While the program was ongoing, our other volunteers were in the kitchen preparing the everyone’s lunch. The kids’ parents were also there to help.

Before 1:00 PM, lunch for all 400 people was ready, and we all feasted.  It was so heartwarming to see parents and their kids sharing meals with each other. and to see kids helping their younger siblings eat. 

After lunch, we started distributing the kids’ backpacks, school supplies, hygiene kits, slippers, and toys. Earlier, when it drizzled, we went ahead and distributed distributed the umbrellas. 

After that, it was the teachers’ turns to receive gifts.  They also got their backpacks, school supplies, make-ups, and Noche Buena packs. They also received, on the school’s behalf, our other donations, including construction materials, whiteboard, chairs, table, water pipes, stove, sports equipment, computer, and projector.

Then, the parents and the high-school kids who volunteered to help us received our thank you gifts. We gave them canned goods, blankets, solar lamps, and backpacks. Since we didn’t have enough of the items, we raffled most of them.

During all of these, I had a little chat with some of the moms. They told me that the day Tisoy came, the howl of the winds sounded like the horns of a ship. It was accompanied by whistles and slight tremors. I could just imagine the terror.
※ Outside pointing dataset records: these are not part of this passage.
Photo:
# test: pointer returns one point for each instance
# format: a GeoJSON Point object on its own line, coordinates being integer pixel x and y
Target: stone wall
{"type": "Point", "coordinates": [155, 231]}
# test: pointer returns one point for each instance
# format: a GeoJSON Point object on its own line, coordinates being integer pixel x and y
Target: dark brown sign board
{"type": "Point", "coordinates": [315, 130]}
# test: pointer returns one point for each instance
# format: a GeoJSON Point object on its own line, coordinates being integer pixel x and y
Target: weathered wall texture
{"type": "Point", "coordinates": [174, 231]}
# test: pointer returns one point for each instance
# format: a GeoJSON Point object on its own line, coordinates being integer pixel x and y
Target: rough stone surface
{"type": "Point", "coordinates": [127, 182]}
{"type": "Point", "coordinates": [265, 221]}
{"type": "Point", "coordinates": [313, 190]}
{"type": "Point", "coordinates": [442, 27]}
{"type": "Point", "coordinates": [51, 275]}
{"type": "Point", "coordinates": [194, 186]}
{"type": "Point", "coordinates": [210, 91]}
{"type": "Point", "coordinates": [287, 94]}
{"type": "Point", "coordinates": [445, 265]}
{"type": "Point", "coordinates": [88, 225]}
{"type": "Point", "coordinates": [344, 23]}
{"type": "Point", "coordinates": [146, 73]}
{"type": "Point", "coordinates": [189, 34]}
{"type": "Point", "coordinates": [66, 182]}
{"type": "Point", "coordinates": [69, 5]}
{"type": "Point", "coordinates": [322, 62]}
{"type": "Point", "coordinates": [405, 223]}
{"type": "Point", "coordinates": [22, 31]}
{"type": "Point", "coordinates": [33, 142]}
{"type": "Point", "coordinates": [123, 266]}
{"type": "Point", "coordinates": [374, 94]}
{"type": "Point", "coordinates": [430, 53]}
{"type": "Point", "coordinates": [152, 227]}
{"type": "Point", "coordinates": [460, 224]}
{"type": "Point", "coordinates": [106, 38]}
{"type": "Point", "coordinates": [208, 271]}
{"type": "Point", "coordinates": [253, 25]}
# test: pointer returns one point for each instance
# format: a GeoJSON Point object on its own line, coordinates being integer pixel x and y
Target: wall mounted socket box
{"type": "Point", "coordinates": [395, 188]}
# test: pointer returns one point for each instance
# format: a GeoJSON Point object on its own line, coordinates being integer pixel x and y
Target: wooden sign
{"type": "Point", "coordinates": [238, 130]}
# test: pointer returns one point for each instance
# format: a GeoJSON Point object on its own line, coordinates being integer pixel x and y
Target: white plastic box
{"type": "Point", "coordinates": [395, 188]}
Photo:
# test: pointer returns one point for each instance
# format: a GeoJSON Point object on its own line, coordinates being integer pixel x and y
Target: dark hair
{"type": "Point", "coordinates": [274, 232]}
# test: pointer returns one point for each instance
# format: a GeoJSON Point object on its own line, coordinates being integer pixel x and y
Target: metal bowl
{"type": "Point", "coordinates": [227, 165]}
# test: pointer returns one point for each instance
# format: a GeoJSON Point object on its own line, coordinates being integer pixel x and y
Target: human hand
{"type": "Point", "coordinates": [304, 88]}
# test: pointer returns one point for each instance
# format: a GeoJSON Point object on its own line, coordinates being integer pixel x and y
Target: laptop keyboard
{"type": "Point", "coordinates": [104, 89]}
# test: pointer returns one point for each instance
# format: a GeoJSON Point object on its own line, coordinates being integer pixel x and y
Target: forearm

We capped the day with another meal. We had spaghetti with some of the parents and kids. That was one of their requests.

Side Trip

After our program, we packed our bags and headed to Pahowaiian Beach Resort. It took another hour for the boat ride. 

We walked to the boat’s docking area and saw tthe rest of the village. It was not just the school that had been severely damaged.  I saw an entire roof blown off a house, fallen trees, and lots of damaged walls.

In Pahowaiian Beach Resort, which was also damaged by Tisoy, we had a chance to bond more with our fellow volunteers. We spent a night there to enjoy each other’s company, eat, and relax at the beach.

Around lunchtime, we left the resort. It was another six hours spent on the sea, but we had a  lighter load, in the boats and in our hearts, knowing we contributed a little to help ease the community’s hardships - and all thanks to the tireless volunteers of TREK, including those who helped us organize, our generous donors, and everyone else who supports our group.